À Roye, la décision d’équiper les agents a été prise dans les années 2000 par Jacques Fleury, après l’agression d’un policier municipal. Les agents en sont satisfaits, soulignent comme Bertrand Korona qu’il s’agit d’une «  sécurité  », d’un dernier recours. L’ultime réponse quand la prévention, la proximité et les mots – «  notre meilleure arme  » pour Jean – ont échoué. D’ailleurs, précise Gilles Savary, «  les agents n’ont jamais fait usage de leur arme  ». «  Nous sommes là pour faire respecter les lois républicaines, conclut Bertrand Korona. C’est notre rôle de policiers municipaux. Mais il ne faut pas oublier que ça n’est pas avec une arme qu’on fait la police. »

Les armes étaient là, elles n’y sont plus

Les policiers municipaux de Péronne n’ont pas d’armes à feu. Ils en avaient pourtant, il y a une vingtaine d’années. Stéphane Borck, policier et membre du Syndicat de défense des policiers municipaux (SDPM), le regrette et émet le souhait que les agents aient de nouveau accès à un revolver. «  Nous demandons l’armement depuis longtemps, pas seulement à la suite des attentats. Nous avons fait récemment une requête à la mairie et attendons une réponse. » Comme Roye et Montdidier, la ville est bordée par des axes autoroutiers, abrite des détenteurs d’armes à feu. Les policiers n’y sont pas plus protégés. Ils sont aussi «  confrontés à de nombreux risques, tout y est possible  », affirme l’agent.

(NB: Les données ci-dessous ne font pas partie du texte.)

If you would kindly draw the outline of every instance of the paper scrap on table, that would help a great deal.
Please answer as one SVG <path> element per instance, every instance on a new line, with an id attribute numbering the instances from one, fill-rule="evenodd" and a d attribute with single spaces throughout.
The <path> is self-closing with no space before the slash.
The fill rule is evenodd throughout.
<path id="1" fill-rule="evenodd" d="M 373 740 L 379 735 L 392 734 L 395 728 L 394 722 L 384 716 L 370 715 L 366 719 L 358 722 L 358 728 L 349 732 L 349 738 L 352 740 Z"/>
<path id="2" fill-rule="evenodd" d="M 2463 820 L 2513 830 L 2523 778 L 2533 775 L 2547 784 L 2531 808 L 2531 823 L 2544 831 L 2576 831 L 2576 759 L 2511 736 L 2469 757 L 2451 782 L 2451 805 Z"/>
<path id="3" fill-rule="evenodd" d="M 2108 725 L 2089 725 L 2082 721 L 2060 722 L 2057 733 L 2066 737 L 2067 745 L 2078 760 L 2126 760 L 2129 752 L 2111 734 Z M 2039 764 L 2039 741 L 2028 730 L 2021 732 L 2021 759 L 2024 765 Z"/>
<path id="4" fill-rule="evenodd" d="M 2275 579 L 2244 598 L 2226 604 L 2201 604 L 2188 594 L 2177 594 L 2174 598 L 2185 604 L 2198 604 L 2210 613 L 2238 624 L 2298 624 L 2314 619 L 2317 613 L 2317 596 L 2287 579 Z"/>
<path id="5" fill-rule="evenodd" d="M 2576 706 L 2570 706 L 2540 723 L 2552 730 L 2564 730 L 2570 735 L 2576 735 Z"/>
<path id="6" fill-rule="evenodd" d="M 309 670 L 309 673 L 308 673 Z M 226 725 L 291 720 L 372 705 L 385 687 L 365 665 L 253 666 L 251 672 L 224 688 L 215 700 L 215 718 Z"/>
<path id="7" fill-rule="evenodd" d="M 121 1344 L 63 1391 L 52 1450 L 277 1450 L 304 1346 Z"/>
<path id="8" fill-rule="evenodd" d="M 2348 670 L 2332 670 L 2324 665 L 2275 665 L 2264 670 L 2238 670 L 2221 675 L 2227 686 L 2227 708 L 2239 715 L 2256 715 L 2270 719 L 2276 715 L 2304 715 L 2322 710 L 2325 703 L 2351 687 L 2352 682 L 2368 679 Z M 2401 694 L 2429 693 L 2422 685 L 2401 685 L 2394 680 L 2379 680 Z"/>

À Moreuil, le seul policier municipal est parti en retraite récemment. Il n’était pas armé, son futur successeur ne le sera sûrement pas non plus.

Qui arme les policiers?

Le Code de la sécurité intérieure précise que « lorsque la nature de leurs interventions et les circonstances le justifient, les agents de police municipale peuvent être autorisés (…) à porter une arme ». La demande motivée doit être effectuée par le maire auprès du représentant de l’État dans le département, le préfet. Après examen du dossier, de l’état de santé mentale et physique des policiers municipaux concernés, l’État donne – ou non – son accord au port d’armes.